I also made bad food choices and therefore didn’t eat enough and therefore felt terrible for a significant portion of the trip. Turns out I hate sugar while hiking so all that candy was dead weight. This year I discovered dehydrated hummus and rediscovered naan (the ultimate dry hiking food). I’ve found I need to eat a big meal in the morning, so now I live by the Mountain House scrambled eggs with bacon. Seriously, hot breakfast is the new hot dinner. For me anyway. At the end of a long day I’m too tired to eat enough. Turns out all I want then is beer, the worst weight/calorie ratio possible except maybe celery. I’ve learned what I’ll actually eat on the trail: cured salami, hummus, naan, olive chips and the mint chocolate Cliff bars which are the only sugar I bring.
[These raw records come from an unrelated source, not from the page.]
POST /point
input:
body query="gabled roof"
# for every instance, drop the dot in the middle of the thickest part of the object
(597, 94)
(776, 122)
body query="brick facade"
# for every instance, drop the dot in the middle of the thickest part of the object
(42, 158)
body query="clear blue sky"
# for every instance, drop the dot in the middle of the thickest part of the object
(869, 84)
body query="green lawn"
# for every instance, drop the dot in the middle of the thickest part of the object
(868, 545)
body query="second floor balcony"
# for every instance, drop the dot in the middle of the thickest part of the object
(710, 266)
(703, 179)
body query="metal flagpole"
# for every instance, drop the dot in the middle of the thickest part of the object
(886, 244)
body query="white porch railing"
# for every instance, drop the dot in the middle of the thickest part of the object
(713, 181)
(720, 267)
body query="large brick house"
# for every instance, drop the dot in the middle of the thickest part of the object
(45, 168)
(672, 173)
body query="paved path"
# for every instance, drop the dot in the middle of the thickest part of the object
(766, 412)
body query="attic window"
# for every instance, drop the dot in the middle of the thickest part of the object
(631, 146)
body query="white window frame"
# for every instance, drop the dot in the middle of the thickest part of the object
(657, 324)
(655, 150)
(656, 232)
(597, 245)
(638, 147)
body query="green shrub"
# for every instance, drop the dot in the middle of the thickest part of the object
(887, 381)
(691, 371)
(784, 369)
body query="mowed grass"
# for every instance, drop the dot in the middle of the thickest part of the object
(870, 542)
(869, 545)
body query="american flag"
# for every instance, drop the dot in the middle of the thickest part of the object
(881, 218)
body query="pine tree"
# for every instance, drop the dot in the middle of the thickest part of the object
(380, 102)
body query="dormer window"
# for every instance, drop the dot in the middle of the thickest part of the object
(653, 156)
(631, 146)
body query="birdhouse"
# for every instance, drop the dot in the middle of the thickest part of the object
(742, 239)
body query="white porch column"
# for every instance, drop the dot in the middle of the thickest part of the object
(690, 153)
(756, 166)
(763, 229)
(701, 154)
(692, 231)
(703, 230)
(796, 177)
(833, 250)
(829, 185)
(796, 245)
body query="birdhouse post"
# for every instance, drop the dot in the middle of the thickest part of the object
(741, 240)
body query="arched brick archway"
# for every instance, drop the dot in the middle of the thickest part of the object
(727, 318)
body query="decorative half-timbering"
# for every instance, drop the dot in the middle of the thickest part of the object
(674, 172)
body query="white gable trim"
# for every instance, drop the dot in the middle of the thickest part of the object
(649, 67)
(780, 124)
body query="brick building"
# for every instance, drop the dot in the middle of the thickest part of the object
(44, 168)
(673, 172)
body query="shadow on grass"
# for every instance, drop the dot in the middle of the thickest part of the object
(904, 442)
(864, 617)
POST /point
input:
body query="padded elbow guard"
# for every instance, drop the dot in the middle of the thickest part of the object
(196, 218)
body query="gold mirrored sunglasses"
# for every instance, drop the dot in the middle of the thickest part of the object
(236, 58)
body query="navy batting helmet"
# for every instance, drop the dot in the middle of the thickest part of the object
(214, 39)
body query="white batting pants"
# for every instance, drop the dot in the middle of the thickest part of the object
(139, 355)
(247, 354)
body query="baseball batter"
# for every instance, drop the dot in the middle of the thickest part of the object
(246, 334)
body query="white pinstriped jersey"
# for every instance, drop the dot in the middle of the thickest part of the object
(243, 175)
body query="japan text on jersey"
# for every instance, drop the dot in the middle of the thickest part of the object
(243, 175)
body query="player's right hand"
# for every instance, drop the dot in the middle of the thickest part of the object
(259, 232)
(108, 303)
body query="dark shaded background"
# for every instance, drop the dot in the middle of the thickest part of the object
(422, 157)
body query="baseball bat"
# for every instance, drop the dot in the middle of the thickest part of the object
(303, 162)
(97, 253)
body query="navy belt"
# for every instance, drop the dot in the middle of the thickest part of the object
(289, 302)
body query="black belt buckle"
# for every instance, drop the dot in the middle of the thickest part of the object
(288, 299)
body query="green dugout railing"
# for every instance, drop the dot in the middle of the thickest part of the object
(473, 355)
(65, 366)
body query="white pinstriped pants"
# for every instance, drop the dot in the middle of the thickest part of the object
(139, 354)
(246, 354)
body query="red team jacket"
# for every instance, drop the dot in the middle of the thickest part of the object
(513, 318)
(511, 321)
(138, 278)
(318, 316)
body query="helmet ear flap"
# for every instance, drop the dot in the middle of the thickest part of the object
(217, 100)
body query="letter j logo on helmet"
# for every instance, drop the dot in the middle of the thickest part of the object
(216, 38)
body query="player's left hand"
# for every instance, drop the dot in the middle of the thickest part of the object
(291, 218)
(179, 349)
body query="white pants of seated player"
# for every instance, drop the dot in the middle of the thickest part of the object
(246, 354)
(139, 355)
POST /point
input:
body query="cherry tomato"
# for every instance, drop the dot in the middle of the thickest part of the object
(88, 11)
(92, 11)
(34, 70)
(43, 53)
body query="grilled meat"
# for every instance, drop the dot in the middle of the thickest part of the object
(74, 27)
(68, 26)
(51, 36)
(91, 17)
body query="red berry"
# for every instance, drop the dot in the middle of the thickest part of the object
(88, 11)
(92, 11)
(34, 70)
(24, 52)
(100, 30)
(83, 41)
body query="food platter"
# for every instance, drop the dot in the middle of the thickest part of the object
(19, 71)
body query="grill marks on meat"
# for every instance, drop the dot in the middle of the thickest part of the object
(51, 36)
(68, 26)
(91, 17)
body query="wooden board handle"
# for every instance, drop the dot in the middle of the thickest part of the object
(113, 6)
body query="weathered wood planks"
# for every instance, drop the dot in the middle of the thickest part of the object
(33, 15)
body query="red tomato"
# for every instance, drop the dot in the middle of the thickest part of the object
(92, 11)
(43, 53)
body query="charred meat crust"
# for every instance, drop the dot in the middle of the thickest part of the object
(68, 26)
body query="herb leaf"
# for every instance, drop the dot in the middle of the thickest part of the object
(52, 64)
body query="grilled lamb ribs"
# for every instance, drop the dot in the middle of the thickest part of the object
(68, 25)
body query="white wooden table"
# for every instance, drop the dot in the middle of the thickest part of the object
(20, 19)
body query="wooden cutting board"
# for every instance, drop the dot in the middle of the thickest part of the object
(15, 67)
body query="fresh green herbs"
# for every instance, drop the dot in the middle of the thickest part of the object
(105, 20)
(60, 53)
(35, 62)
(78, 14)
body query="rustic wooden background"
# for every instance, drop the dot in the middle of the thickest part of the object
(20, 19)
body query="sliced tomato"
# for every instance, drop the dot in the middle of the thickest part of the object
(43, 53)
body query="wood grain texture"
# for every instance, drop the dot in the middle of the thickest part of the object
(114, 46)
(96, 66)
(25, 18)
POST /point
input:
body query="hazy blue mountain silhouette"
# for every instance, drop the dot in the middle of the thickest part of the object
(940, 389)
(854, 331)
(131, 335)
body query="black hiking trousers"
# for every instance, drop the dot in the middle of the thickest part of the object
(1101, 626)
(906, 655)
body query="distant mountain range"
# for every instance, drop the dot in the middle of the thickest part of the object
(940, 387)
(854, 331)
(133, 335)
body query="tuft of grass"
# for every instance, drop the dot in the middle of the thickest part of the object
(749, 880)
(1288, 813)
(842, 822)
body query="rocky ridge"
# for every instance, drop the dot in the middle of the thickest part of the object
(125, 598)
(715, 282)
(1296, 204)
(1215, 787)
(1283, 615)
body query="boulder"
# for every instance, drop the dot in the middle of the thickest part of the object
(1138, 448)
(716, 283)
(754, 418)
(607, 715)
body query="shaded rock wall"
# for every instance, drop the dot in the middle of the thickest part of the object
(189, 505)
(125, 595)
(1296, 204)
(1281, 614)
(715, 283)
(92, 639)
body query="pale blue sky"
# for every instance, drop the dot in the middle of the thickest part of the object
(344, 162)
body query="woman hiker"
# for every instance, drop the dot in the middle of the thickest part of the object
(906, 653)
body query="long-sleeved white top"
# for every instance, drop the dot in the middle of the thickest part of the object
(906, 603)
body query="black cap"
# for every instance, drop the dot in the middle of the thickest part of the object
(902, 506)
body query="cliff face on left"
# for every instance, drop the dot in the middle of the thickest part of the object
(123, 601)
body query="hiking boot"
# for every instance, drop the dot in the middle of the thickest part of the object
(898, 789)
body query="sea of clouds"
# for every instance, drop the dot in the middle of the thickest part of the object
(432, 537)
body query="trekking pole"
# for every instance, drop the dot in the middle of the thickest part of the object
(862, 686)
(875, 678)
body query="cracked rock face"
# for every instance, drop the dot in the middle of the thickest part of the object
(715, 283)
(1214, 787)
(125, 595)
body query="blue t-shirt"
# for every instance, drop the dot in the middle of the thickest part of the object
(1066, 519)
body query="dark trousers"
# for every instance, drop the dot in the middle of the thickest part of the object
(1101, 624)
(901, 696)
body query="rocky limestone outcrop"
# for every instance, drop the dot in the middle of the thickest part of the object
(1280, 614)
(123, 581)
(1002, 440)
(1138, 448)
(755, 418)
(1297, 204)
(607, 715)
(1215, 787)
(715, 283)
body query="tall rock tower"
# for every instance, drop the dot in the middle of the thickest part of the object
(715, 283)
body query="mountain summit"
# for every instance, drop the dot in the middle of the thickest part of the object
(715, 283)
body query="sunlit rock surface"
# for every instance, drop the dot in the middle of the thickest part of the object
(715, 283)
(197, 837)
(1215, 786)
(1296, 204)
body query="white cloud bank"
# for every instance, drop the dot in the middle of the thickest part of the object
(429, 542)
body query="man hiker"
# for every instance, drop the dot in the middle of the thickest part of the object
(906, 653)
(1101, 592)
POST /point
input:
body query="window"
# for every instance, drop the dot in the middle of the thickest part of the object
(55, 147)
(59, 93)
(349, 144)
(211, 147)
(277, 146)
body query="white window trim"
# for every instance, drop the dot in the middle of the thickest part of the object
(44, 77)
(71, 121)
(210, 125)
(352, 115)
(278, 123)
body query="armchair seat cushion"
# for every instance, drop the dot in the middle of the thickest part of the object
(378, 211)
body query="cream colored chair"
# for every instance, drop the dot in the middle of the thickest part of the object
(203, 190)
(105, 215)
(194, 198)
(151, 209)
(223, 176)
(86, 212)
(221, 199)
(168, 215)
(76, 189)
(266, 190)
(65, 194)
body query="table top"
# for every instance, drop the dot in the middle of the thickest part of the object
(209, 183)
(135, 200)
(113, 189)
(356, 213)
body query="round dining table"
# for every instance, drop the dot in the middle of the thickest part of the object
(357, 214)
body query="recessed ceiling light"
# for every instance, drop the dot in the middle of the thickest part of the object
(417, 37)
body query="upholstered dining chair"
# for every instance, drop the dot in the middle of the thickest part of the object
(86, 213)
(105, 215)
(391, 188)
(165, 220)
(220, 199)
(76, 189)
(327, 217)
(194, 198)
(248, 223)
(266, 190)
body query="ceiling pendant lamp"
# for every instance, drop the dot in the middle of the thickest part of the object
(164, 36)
The olive chips were really annoying to pack though, because I always put them on the very top so they wouldn’t get smashed which meant they were in the way any time I wanted to get anything out of my pack. I think this time I’ll just resign myself to chip dust sprinkled on my hummus…
Last year I had to cut out of Section J a day early for Ned and so, this year, he is not invited. Sorry Ned.
The trail is too steep and rocky for his feet and I don’t want to worry about him overheating when I’m trying to do a seventeen mile day. There are some hikes where a dog is better left at home. I’m also giving myself an extra day, six instead of five. It was a hard choice to make. There’s still a part of my brain that tells me this is failure, that I set out to do this in five days, but I try to tell that part of my head to shut the fuck up. I say that lovingly. That’s the part of my personality that challenges me to do more, but it sometimes needs to chill out. There’s more to hiking than miles in a day. I want time to reflect, to breathe. I’m learning to respect my limits, to take care of myself. It’s been a difficult lesson, but one that I needed. School of life, right?
I’ve learned a few things. I’ve gotten rid of some unnecessary baggage. I’m made some tough choices that will, hopefully, make my trip a little better. This is all starting to feel like a big life metaphor. It is, I guess. I’m not just going back to Section J. I’m going forward too.